IF 6.1 1区 医学 Q1 ACOUSTICS Pub Date : 2025-01-01 Epub Date: 2024-12-07 DOI: 10.1002/uog.27679
C O Brock, S Backley, S Snowise, E P Bergh, A Johnson, J Fisher, J Espinoza, S Eyerly-Webb, N Juckel, E Nisius, E A Hernandez-Andrade, R Papanna

Objective: There are conflicting data on whether fetoscopic laser photocoagulation (FLP) of placental anastomoses for the treatment of twin-to-twin transfusion syndrome (TTTS) is associated with lower rates of overall survival. The objective of this study was to characterize twin survival and associated morbidity according to the gestational age at which FLP was performed.

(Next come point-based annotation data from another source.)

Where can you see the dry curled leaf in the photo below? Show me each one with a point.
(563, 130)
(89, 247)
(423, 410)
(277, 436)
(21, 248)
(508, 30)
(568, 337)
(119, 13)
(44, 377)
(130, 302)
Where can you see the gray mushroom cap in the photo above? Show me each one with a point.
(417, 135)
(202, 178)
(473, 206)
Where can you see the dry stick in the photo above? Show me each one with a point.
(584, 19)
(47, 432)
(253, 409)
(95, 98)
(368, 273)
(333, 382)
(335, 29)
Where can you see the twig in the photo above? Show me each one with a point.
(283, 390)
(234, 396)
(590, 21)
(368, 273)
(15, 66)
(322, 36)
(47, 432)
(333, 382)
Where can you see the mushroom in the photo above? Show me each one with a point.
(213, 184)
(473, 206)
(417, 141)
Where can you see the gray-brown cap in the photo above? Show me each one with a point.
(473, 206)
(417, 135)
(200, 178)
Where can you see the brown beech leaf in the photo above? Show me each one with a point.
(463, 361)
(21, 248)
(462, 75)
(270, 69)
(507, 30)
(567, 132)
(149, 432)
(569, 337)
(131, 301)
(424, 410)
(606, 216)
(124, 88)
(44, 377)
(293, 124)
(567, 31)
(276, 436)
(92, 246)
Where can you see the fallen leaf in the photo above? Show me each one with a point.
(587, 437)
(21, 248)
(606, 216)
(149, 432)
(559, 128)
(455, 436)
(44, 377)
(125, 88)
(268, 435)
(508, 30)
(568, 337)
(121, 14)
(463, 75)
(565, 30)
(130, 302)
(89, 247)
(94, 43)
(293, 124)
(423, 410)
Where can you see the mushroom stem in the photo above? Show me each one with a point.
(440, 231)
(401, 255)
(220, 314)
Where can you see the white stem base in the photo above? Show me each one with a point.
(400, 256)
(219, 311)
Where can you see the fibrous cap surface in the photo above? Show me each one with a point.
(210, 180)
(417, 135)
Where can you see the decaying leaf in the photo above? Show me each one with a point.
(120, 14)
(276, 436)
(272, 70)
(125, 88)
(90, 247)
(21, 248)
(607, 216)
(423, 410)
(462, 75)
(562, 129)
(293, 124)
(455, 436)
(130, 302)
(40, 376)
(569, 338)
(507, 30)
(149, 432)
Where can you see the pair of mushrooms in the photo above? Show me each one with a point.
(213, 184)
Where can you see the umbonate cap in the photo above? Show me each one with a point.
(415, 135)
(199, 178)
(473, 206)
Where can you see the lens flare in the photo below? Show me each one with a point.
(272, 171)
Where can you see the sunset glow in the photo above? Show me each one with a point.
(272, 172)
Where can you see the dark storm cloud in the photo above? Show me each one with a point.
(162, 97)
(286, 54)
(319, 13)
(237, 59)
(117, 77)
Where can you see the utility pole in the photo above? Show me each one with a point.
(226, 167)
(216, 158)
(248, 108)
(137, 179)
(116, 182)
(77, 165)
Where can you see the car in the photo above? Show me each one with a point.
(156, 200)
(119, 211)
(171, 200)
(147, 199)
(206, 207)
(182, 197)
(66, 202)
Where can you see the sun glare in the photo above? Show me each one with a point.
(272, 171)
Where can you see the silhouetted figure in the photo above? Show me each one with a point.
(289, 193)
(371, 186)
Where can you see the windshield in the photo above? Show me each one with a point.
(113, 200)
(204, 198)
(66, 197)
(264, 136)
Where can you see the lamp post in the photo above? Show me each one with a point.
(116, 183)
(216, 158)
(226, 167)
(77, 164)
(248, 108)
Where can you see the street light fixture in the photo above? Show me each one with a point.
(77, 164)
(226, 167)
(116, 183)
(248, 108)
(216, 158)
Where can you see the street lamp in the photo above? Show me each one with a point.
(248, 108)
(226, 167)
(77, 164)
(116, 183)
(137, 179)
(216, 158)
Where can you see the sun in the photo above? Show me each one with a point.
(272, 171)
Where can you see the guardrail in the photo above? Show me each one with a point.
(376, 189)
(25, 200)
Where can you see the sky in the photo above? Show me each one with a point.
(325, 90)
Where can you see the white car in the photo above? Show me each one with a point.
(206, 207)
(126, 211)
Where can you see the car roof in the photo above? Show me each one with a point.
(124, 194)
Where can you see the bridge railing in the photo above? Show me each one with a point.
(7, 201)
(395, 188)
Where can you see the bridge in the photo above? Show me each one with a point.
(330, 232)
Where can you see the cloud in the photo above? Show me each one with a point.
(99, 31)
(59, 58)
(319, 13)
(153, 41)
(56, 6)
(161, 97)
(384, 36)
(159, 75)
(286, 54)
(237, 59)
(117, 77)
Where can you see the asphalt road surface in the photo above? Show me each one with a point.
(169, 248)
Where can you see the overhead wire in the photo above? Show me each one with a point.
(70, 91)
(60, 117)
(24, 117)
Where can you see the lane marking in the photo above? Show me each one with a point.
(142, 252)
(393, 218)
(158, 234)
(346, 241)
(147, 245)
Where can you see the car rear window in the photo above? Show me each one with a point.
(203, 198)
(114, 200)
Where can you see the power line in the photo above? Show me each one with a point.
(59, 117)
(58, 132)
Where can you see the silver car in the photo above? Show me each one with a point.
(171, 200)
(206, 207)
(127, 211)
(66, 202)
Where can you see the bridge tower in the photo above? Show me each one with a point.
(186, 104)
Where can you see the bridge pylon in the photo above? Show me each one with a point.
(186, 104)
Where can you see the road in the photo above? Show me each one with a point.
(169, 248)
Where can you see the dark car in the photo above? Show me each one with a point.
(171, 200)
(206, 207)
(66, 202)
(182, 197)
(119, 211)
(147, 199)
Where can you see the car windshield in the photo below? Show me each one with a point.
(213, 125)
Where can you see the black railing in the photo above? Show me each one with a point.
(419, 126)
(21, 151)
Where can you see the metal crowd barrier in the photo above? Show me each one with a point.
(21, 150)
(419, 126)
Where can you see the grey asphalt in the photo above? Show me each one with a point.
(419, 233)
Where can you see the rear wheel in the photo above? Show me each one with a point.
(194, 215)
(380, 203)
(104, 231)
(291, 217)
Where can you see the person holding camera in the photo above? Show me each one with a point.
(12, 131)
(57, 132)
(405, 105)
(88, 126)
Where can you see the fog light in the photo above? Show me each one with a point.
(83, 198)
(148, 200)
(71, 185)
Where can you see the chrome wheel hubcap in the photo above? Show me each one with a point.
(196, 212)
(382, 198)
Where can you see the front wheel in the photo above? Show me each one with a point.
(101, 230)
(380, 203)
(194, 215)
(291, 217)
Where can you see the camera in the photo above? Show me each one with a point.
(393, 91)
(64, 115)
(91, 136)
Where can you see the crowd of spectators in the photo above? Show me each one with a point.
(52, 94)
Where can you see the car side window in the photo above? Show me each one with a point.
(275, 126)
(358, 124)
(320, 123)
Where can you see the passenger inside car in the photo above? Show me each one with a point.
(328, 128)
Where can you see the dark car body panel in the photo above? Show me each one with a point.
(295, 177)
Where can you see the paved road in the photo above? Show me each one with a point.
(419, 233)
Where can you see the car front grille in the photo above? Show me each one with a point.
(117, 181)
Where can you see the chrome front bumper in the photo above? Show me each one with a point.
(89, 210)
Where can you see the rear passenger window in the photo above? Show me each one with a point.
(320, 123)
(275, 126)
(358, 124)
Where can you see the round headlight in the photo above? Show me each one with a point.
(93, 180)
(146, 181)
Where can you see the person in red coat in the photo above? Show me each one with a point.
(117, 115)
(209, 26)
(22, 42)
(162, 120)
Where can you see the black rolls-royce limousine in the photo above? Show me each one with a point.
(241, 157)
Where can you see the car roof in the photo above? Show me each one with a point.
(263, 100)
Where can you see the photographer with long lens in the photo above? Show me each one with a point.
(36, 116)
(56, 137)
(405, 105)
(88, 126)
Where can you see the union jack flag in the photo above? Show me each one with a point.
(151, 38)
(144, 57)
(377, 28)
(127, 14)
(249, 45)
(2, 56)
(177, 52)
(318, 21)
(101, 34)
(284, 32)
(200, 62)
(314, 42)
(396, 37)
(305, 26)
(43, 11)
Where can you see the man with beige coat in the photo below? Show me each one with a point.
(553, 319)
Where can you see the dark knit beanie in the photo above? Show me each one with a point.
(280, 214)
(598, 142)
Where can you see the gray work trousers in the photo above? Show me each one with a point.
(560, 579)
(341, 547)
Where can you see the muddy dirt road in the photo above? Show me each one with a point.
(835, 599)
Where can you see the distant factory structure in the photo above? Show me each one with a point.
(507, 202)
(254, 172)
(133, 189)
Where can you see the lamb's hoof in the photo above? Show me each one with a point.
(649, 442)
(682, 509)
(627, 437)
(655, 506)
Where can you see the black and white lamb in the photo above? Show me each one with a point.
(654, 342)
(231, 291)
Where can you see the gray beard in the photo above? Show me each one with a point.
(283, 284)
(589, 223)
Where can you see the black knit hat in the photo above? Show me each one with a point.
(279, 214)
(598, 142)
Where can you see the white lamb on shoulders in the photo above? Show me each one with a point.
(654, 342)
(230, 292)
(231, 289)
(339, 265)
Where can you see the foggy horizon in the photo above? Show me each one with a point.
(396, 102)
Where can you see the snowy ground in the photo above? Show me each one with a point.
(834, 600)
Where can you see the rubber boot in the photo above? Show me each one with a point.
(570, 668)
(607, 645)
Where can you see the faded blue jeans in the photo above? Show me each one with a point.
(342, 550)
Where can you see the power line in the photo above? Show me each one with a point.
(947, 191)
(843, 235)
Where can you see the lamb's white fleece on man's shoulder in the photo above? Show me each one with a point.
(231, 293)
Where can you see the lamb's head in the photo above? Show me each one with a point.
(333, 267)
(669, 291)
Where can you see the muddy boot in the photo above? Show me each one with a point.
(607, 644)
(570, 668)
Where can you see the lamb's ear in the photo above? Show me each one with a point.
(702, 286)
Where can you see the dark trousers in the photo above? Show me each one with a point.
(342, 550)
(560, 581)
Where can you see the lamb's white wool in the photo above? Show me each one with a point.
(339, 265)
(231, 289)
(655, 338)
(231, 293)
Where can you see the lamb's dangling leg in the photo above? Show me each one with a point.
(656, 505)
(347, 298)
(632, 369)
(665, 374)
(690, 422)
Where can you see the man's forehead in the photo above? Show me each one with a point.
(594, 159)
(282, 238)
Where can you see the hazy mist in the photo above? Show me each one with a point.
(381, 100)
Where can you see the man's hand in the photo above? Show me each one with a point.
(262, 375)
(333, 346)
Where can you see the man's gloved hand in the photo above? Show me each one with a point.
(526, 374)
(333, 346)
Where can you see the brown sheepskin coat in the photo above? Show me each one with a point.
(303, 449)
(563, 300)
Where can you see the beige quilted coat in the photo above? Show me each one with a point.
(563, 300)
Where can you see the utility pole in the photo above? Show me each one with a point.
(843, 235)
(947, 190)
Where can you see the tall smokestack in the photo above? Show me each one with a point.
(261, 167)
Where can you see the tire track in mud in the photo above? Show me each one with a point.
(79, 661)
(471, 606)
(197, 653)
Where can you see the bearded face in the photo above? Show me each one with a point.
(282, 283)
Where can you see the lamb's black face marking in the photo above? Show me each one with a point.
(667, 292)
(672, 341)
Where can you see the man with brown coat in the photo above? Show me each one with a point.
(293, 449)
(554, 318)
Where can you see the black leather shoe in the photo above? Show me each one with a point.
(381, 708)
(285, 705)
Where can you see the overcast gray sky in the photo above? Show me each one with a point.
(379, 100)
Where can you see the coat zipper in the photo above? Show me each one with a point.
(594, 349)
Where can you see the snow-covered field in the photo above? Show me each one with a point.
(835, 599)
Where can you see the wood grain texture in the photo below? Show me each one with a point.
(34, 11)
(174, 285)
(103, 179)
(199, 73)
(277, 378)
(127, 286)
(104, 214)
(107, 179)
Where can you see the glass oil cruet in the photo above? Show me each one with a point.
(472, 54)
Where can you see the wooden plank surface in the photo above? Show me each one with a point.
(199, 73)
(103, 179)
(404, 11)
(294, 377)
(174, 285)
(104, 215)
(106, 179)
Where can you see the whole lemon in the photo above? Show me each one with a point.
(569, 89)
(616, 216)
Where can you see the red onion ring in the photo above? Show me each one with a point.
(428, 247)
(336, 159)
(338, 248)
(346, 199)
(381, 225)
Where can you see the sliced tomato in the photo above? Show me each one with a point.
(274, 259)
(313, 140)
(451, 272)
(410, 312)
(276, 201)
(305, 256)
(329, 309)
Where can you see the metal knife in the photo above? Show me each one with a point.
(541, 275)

Methods: This was a secondary analysis of data collected prospectively on patients with a monochorionic diamniotic (MCDA) twin pregnancy who underwent FLP for TTTS at two centers between January 2011 and December 2022. Patients were divided into six groups according to gestational age at the time of FLP: < 18 weeks, 18 + 0 to 19 + 6 weeks, 20 + 0 to 21 + 6 weeks, 22 + 0 to 23 + 6 weeks, 24 + 0 to 25 + 6 weeks and ≥ 26 weeks. Demographic characteristics, sonographic characteristics of TTTS and operative characteristics were compared across the gestational age epochs. Outcomes, including overall survival, preterm delivery (PTD), preterm prelabor rupture of membranes (PPROM), intrauterine fetal demise (IUFD) and neonatal demise (NND), were also compared across gestational age epochs. Multivariate analysis was performed by fitting logistic regression models for these outcomes. Kaplan-Meier curves were constructed to compare the interval from PPROM to delivery between gestational age epochs.

Results: There were 768 patients that met the inclusion criteria. The rate of dual twin survival was 61.3% for cases in which FLP was performed before 18 weeks, compared with 78.0%-86.7% when FLP was performed at ≥ 18 weeks' gestation. This appears to be driven by an increased rate of donor IUFD following FLP performed before 18 weeks (28.0%) compared with ≥ 18 weeks (9.3-14.1%). Rates of recipient IUFD and NND and donor NND were similar regardless of gestational age at FLP. The rate of PPROM was higher for FLP conducted at earlier gestational ages, ranging from 45.6% for FLP before 18 weeks to 11.9% for FLP performed at 24 + 0 to 25 + 6 weeks' gestation. However, gestational age at delivery was similar across gestational age epochs, with a median of 31.7 weeks. On multivariate analysis, donor twin loss was associated with FLP before 18 weeks, even after adjusting for selective fetal growth restriction, Quintero stage and other covariates. PPROM and PTD were also associated with FLP performed before 18 weeks after adjusting for cervical length, placental location, trocar size, laser energy and amnioinfusion.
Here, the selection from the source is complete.